Il était impossible de mettre fin à cette regrettable rivalité par des voies légales, parce que le monopole que la compagnie primitive avait obtenu était contestable, comme ayant été octroyé par le roi d’Angleterre sans que le parlement l’eût confirmé. La charte primitive de la compagnie de la baie d’Hudson, très vaguement définie, se prêtait d’ailleurs à des interprétations diverses. Jamais les limites de cette concession n’avaient été clairement indiquées, ce qui se conçoit, puisque le don fait par la couronne au prince Rupert comprenait une vaste surface encore inexplorée. Enfin les deux sociétés fusionnèrent pour éviter une plus longue compétition qui les ruinait l’une et l’autre. Elles se présentèrent en cet état devant le parlement britannique, qui leur confirma la possession en toute propriété des districts arrosés par les fleuves tributaires de la baie d’Hudson, et leur accorda en même temps la jouissance temporaire, pour vingt et un ans, des territoires situés entre la crête des Montagnes-Rocheuses et l’Océan-Pacifique. Lors d’un renouvellement de cette concession en 1848, le parlement y ajouta l’île de Vancouver sous la condition que la compagnie en faciliterait l’accès aux immigrans. Les navigateurs qui avaient visité les côtes du Pacifique s’accordaient à dire que cette île était riche en productions naturelles, et qu’elle ne manquait pas de terres propres à l’agriculture ou à l’élève du bétail ; mais on la disait aussi infestée de bêtes sauvages, habitée par des tribus hostiles, et elle était trop éloignée de l’Europe pour que les colons s’y rendissent de leur gré. La compagnie s’engageait à leur déblayer le terrain et à les attirer par de justes compensations.

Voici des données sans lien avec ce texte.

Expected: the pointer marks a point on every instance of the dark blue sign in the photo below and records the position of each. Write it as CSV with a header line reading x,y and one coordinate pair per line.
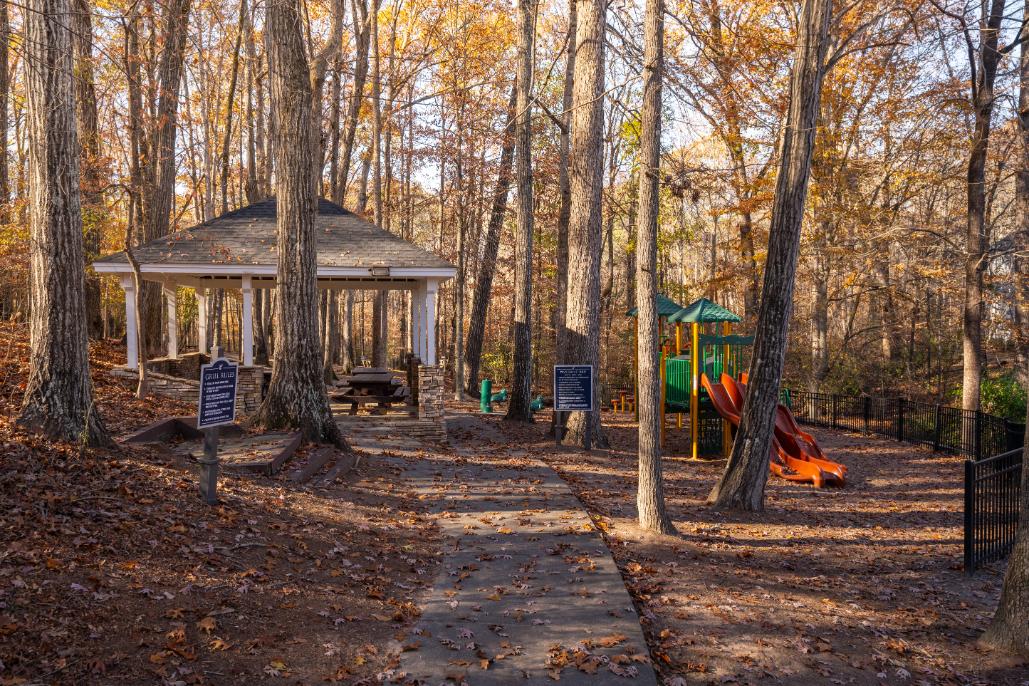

On eut alors le singulier spectacle d’une société financière maîtresse d’un territoire bien autrement grand que ne l’est aujourd’hui même celui de la confédération américaine. Bornées au sud par le 49e degré de latitude en vertu d’un traité avec les États-Unis, s’étendant au nord sans limite reconnue vers les solitudes glacées du pôle, les possessions de la compagnie de la baie d’Hudson embrassaient de l’est à l’ouest 60 degrés de longitude. En sa qualité d’entreprise commerciale, elle ne se croyait pas étroitement tenue de ne pas sortir de ses frontières politiques ; aussi avait-elle des comptoirs dans l’Amérique russe et au Labrador, des fermes et des troupeaux sur les bords du fleuve de Colombie et dans les terrains vagues de l’Orégon. Au reste, elle gouvernait d’une main paternelle ; les Indiens de ses domaines étaient heureux ; ses trappeurs ou chasseurs de fourrures menaient au milieu des grands bois une existence pleine de séductions, paraît-il ; plus d’une fois ils sont devenus, on le sait, de font estimables, héros de roman Les affaires allaient bien. Si la compagnie avait par hasard la tentation de créer une colonie agricole, comme le fît lord Selkirk sur les bords de la Rivière-Rouge, et que cet essai ne réussit pas, les dividendes des actionnaires n’en restaient pas moins à un taux merveilleusement élevé.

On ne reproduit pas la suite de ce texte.